45. The Defendant has averred substantially and also made lengthy submissions on the issue of fraud. Issues of fraud cannot be resolved through rival affidavit evidence. It is an established principle of law that a claim based on fraud must be specifically pleaded and strictly proved. The Court of Appeal in Vijay Marjario v Nansingh, Madhusingh Darbar & Another [2000] eKLR held that: -“…It is well established that fraud must be specifically pleaded and the particulars of fraud alleged must be stated on the face of the pleadings. The act alleged to be fraudulent must of course be set out and then it should be stated that these acts were done fraudulently. It is also settled law that fraudulent conduct must be distinctly alleged and distinctly proved and it is not allowable to leave fraud to be inferred from the facts…”

46. This being the case, I hold the view that the issue of fraud is a matter within the province of the arbitrator and I thus refrain from expressing myself on this issue.
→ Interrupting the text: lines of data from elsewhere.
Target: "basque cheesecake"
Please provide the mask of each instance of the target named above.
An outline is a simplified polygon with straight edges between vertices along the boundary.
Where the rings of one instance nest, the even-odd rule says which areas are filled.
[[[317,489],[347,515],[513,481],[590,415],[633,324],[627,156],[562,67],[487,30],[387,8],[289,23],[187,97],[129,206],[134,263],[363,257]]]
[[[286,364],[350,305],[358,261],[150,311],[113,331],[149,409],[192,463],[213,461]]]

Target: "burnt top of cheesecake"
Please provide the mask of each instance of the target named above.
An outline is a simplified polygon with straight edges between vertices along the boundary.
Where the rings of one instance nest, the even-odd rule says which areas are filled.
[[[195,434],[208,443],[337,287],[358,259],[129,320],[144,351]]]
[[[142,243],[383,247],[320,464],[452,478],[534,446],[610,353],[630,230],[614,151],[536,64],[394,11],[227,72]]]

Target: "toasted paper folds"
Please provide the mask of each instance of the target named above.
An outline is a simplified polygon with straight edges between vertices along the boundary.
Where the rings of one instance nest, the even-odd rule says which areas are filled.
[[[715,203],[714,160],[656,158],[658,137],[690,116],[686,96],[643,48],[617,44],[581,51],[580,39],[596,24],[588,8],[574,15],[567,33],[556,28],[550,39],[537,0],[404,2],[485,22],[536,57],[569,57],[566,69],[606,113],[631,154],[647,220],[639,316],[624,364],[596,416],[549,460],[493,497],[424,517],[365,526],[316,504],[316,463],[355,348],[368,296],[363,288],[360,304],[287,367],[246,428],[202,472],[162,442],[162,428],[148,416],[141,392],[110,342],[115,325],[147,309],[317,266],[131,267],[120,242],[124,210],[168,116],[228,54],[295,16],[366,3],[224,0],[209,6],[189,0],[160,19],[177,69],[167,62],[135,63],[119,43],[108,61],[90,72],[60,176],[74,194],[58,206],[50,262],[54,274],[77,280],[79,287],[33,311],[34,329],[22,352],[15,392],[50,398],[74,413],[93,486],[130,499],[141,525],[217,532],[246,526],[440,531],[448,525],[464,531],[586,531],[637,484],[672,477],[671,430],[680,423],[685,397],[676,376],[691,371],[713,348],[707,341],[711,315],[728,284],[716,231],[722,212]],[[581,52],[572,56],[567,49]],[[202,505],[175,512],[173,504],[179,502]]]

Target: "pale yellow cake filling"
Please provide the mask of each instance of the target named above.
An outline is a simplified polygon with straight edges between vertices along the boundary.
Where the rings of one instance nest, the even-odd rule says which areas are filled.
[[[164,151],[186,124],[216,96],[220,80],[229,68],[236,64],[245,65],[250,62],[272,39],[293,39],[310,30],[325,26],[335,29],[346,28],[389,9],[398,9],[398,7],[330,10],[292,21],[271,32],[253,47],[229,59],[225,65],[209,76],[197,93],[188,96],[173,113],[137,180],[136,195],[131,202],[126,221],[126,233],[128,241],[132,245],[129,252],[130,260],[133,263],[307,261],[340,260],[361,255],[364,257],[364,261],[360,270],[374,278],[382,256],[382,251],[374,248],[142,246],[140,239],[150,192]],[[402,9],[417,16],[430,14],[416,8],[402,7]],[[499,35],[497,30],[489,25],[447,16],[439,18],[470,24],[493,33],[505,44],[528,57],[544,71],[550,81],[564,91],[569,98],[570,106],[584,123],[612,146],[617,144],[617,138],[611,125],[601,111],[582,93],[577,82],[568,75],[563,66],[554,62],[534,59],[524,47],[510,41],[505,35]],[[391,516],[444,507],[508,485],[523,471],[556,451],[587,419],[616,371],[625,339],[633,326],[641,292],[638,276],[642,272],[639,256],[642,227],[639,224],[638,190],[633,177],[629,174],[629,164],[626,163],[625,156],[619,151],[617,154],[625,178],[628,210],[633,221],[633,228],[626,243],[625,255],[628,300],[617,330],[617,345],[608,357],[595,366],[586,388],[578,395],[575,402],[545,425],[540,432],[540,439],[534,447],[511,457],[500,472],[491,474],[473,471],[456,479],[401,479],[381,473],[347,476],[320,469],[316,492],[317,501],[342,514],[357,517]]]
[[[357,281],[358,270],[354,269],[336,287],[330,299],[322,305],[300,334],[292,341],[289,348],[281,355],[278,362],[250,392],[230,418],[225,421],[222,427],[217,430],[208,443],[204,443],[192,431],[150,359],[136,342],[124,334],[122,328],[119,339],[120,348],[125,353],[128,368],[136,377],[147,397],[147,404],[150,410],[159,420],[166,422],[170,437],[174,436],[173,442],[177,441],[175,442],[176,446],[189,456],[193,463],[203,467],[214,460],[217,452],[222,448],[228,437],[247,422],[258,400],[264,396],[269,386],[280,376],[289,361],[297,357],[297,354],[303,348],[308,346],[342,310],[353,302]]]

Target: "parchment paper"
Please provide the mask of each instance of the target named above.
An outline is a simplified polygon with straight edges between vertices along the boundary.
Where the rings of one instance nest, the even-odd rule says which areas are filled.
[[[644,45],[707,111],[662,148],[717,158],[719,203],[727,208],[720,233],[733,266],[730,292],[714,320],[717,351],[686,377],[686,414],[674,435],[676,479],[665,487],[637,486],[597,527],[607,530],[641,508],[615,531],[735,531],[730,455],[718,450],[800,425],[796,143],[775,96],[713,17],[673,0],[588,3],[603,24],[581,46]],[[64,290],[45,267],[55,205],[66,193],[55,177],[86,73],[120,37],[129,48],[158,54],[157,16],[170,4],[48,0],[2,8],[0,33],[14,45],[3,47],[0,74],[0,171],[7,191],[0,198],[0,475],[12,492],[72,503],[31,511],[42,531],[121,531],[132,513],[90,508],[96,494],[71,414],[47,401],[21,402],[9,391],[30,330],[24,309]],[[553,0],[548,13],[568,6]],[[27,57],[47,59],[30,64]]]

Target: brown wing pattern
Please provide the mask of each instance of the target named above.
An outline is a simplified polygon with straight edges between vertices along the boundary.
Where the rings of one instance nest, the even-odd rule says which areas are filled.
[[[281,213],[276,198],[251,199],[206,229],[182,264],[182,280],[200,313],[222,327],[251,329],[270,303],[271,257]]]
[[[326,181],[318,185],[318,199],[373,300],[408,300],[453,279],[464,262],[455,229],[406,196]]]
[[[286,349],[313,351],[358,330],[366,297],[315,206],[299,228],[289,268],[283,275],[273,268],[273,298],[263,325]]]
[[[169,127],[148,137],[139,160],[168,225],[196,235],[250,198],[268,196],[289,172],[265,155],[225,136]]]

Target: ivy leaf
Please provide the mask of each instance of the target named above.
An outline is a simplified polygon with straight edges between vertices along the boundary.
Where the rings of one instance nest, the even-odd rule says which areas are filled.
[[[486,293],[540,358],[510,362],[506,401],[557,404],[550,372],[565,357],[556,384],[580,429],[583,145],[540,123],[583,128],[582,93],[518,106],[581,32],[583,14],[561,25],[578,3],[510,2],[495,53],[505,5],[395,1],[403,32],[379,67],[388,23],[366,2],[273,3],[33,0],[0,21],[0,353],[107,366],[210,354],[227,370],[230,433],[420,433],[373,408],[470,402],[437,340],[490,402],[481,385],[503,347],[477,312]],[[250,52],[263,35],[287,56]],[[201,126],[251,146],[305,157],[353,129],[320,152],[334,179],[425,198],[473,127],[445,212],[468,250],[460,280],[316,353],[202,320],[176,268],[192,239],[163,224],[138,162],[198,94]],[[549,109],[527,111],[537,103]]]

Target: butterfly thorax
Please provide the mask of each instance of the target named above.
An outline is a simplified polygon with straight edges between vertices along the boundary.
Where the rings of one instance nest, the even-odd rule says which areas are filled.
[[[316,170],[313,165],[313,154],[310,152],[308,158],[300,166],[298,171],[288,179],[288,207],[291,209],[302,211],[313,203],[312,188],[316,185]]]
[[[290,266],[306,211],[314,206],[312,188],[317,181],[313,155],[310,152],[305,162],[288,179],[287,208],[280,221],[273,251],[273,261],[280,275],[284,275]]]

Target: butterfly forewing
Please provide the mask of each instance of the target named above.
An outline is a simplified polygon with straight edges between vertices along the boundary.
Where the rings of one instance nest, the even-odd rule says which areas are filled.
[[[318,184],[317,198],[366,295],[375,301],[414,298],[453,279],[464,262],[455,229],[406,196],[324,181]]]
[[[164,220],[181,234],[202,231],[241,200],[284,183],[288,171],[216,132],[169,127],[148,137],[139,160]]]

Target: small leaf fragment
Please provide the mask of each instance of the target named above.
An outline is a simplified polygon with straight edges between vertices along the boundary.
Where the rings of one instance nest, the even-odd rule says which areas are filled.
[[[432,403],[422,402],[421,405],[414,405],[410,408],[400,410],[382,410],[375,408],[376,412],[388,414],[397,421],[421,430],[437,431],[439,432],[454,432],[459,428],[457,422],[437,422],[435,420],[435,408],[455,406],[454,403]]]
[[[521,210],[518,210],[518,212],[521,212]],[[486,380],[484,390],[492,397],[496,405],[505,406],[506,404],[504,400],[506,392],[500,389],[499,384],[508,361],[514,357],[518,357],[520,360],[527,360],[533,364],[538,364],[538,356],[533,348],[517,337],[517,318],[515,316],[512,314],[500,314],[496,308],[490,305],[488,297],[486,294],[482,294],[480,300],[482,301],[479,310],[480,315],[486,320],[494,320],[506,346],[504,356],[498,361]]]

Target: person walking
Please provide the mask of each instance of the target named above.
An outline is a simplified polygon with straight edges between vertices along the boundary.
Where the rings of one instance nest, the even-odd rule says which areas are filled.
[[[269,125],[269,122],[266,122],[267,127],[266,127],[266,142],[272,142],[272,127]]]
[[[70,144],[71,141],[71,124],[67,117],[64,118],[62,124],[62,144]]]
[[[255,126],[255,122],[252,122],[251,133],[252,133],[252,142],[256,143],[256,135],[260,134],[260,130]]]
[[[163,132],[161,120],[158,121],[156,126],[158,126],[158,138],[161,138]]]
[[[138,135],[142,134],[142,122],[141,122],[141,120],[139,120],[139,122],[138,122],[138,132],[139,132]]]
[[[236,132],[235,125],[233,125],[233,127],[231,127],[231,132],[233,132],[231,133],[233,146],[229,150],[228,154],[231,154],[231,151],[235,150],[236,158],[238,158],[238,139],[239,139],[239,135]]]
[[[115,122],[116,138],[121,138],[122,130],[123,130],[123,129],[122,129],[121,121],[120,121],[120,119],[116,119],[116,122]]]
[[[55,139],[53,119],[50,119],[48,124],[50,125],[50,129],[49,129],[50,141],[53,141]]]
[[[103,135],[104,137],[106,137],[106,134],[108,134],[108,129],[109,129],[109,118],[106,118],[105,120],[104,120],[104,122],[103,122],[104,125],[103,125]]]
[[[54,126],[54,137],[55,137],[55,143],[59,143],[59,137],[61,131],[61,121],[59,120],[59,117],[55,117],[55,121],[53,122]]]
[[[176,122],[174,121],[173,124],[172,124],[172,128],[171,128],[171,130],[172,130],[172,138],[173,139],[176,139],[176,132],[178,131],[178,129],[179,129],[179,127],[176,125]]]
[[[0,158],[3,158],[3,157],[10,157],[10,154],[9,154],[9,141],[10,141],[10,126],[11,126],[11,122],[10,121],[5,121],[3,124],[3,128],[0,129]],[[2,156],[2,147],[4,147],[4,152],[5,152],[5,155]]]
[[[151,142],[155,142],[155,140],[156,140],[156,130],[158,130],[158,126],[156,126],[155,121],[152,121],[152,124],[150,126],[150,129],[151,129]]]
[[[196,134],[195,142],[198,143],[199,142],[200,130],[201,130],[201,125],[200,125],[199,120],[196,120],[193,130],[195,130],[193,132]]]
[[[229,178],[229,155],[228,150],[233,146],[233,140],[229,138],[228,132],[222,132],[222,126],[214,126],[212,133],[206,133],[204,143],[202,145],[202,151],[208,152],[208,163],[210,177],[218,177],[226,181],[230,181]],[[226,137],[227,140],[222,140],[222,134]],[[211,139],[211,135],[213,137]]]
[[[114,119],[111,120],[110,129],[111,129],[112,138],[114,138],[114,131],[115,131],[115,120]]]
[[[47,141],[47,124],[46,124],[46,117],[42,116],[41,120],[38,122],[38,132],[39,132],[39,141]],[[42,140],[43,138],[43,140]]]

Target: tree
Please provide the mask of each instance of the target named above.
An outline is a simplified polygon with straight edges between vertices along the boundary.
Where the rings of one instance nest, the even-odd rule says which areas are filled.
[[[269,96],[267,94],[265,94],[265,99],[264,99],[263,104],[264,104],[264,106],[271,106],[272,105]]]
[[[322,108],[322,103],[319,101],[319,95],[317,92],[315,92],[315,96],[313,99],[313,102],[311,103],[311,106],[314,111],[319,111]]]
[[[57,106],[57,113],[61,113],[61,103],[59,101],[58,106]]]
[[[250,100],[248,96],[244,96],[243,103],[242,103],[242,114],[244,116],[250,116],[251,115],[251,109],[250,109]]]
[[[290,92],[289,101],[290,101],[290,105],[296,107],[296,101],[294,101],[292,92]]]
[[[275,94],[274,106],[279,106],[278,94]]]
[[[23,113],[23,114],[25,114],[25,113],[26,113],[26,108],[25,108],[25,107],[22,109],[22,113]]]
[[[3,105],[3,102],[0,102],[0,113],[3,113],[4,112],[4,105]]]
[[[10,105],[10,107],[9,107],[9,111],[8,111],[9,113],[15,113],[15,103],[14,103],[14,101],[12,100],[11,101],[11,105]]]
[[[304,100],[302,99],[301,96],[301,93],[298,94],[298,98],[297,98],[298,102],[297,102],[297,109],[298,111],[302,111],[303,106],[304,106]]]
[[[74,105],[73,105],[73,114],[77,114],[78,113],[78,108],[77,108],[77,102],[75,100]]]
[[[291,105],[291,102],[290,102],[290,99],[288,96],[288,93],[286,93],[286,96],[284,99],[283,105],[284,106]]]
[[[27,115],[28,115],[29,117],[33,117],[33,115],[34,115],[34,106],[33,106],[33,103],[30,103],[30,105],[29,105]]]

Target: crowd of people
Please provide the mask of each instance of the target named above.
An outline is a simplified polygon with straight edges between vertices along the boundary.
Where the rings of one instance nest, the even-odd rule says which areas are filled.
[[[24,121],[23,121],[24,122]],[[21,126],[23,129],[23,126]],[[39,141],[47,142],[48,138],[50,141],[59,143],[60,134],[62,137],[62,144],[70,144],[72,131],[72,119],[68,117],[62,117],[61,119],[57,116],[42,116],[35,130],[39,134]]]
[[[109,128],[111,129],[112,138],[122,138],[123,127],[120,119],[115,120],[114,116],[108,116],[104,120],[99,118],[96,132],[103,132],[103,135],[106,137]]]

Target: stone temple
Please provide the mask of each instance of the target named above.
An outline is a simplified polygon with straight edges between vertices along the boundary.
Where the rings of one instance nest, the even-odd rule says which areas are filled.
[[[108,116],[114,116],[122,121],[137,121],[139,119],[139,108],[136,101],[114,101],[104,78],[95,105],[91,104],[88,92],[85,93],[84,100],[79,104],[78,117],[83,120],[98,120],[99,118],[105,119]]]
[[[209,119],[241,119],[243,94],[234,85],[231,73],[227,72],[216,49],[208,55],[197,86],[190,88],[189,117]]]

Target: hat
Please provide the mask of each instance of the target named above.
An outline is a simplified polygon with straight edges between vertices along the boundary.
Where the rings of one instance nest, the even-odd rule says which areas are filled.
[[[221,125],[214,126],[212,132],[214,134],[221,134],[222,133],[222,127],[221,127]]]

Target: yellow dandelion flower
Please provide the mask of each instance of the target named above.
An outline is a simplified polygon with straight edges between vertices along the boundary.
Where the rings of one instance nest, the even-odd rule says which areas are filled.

47. On costs, it is settled that the same follows the event. However, the court retains discretion whether to grant them or not. Furthermore, this discretion must be exercised judiciously and courts should not deprive a plaintiff/defendant of his or her costs unless it can be shown that they acted unreasonably. The Halsbury’s Laws of England, 4th Edition (Re-issue), [2010], Vol.10. para 16, notes as follows: -“The court has discretion as to whether costs are payable by one party to another, the amount of those costs, and when they are to be paid. Where costs are in the discretion of the court, a party has no right to costs unless and until the court awards them to him, and the court has an absolute and unfettered discretion to award or not to award them. This discretion must be exercised judicially; it must not be exercised arbitrarily but in accordance with reason and justice”

48. Any departure from this trite position can only be for good reasons which the Supreme Court in Jasbir Singh Rai & Others vs Tarlochan Rai & Others [2014] eKLR noted includes public interest litigation since in such a case, the litigant is pursuing public interest as opposed to personal gain. The award of costs is therefore not cast in stone but courts have ultimate discretion. In exercising this discretion, courts must not only look at the outcome of the suit but also the circumstances of each case. In Morgan Air Cargo Limited v Everest Enterprises Limited [2014] eKLR the court noted as follows: -“The exercise of the discretion, however, depends on the circumstances of each case. Therefore, the law in designing the legal phrase that ‘’Costs follow the event’’ was driven by the fact that there could be no ‘’one-size-fit-all’’ situation on the matter. That is why section 27(1) of the Civil Procedure Act is couched the way it appears in the statute; and even all literally works and judicial decisions on costs have recognized this fact and were guided by and decided on the facts of the case respectively. Needless to state, circumstances differ from case to case.”

49. Considering the purpose for grant of interim protection measures, that is, they are issued not intending a litigation, I direct that each party shall bear own costs.

50. Having found as above, the following orders flow therefrom: -a.The application dated 5th December, 2024 has merits and the same is allowed in terms of prayers (d) and (e);b.The parties are directed to comply with clause 10 (2) (i) of the contracts in terms of appointment of arbitrator and in default of the same within thirty (30) days herein, reference be had to clause 10 (2) (i), (a) to (d) in the order listed;c.In respect to the pending applications and considering the orders in (a) above, I direct that pending the conclusion of the arbitration proceedings, the contracts be performed in terms of clause 10 (7) of the contracts; andd.Each party to bear own costs.Orders accordingly.

DELIVERED, DATED AND SIGNED AT MOMBASA ON THIS 6TH DAY OF MARCH, 2025. ..................................F. WANGARIJUDGEIn the presence of:Mr. Siminyu Advocate for the Plaintiff/ApplicantMr. Amakobe Advocate for the Defendant/RespondentMs. Salwa, Court AssistantF. WANGARI J.